I understand what Christine did. She was trying to protect Noah. Being a Crane isn’t always amazing. We have little to no privacy, both here and in big cities.

Here, the neighbors are constantly gossiping and all up in our business. In the cities, the media’s always trying to get a piece of us. It’s something I’ve been surrounded by since birth, and maybe she was right to keep my son away from that. But that doesn’t excuse the fact that in doing so, she kept him away from his biggest support system. And people who would have done quite literally anything for him.

CHAPTER10

CHRISTINE

“Noah,” I call, opening his door slowly.

He’s mad at me because I made him eat vegetables. He rushed into his room and I gave him ten minutes to calm down before I came to find him. I find him pacing the length of his room, walking from one end to the other. He likes pacing; according to him, it helps him clear his head.

I know he got that trait from his dad. One of my favorite things to do when I was twelve was watch Michael walk aimlessly around a room.

“Mama, I need my medicine,” he tells me, looking up.

“Oh, okay,” I say, moving toward him and lifting him onto my lap. “Is something wrong?”

“My head hurts. And I’ve been having trouble reading my book.

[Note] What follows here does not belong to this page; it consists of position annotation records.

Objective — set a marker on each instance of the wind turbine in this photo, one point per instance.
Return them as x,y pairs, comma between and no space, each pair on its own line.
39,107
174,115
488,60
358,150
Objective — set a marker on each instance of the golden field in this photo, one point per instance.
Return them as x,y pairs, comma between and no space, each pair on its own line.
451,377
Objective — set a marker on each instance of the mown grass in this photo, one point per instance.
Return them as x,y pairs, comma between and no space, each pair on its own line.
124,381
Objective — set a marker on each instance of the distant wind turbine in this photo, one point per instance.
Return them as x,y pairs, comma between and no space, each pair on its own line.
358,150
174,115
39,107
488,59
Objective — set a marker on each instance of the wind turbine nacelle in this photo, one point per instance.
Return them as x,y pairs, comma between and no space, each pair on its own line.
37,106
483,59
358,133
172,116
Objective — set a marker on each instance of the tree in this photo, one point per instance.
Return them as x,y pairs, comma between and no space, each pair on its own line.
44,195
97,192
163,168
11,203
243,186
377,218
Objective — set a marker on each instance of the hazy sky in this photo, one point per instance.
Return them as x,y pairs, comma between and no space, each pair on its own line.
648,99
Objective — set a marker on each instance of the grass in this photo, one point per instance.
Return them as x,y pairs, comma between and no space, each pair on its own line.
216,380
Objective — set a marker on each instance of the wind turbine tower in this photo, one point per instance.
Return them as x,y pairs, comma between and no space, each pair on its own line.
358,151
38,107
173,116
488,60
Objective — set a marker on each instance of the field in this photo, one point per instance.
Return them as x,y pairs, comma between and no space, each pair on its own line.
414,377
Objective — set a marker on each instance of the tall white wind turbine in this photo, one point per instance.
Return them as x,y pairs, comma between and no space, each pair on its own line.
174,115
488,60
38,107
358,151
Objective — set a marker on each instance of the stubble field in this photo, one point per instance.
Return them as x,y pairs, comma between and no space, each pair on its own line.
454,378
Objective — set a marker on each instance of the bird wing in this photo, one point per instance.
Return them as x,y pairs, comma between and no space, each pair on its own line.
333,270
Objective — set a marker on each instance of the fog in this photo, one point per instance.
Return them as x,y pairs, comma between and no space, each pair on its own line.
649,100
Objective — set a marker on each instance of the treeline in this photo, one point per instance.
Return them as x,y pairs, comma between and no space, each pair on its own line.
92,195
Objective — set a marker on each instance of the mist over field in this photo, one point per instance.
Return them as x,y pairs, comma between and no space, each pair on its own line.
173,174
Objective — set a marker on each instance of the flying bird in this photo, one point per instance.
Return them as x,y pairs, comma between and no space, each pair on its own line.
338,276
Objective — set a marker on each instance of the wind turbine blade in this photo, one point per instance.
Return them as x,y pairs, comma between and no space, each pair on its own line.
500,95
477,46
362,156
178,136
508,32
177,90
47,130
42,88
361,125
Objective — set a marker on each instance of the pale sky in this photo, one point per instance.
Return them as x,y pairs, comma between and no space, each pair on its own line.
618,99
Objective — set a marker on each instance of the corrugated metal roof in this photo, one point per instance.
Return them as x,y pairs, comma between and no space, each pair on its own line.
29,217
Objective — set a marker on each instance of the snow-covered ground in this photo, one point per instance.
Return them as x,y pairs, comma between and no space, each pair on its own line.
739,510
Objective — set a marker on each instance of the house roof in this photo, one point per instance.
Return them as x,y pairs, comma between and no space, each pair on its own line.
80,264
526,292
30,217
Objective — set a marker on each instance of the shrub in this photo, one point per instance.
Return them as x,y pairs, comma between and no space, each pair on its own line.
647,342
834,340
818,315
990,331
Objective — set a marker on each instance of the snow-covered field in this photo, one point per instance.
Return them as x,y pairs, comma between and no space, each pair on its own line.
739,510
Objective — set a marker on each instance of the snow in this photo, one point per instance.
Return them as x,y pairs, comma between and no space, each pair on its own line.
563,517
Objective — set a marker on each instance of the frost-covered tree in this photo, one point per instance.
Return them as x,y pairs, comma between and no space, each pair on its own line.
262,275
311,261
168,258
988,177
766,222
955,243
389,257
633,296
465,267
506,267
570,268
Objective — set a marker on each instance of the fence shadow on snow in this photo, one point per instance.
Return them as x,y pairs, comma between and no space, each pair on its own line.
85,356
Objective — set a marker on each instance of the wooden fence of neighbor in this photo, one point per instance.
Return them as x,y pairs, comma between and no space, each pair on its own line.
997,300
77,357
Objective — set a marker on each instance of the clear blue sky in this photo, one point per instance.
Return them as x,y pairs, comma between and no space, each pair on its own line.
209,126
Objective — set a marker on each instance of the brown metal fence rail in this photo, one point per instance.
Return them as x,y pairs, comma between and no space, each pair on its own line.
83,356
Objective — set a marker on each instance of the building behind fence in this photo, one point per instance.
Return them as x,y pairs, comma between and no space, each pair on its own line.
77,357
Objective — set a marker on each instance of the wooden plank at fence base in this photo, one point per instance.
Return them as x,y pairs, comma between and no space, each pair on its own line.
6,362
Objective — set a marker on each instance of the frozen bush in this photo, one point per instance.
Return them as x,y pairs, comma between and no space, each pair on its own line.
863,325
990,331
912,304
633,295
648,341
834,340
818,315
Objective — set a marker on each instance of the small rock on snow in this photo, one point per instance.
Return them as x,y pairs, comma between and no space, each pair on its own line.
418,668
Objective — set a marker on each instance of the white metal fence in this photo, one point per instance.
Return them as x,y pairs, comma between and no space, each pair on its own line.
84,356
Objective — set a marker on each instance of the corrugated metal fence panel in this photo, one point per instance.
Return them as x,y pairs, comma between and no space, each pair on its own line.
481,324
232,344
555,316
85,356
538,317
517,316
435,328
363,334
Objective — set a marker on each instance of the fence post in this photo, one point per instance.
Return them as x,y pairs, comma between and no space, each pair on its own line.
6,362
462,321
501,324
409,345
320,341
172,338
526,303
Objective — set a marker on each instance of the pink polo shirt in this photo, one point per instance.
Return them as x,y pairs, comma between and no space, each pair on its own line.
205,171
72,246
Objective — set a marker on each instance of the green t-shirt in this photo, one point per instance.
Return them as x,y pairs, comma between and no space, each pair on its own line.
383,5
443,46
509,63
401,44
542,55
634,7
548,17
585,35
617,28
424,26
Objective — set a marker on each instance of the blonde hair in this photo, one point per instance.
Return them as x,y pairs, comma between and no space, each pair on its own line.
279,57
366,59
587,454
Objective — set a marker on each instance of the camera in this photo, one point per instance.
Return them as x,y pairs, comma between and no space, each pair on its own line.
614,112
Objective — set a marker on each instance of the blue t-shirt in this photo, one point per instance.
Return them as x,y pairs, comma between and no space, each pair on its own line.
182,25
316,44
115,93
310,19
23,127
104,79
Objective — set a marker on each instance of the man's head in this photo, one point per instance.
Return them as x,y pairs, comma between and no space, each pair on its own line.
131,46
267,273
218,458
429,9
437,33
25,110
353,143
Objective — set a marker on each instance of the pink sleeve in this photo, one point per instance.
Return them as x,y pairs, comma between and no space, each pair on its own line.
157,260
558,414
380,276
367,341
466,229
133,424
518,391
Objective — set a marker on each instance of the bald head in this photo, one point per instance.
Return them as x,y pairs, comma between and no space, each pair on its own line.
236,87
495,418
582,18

I don’t understand anything on it,” he tells me, pointing at the book Tia bought him two weeks ago.

“Okay, how about I read to you? If I give you your medicine now, you’ll get tired and fall asleep. And it’s not your bedtime yet.”

“What time is it?” he questions.

“It’s six-thirty. Remember, we have dinner by six so we can eat with Aunt Tia before she goes home.”

“Has she gone home?”

I nod in reply.

“Do you still want me to read to you?” I ask him and he shakes his head.

“I did better on my test today. And my teacher apologized for scolding me when I failed the first time. She said it was wrong of her and she should have been more patient.”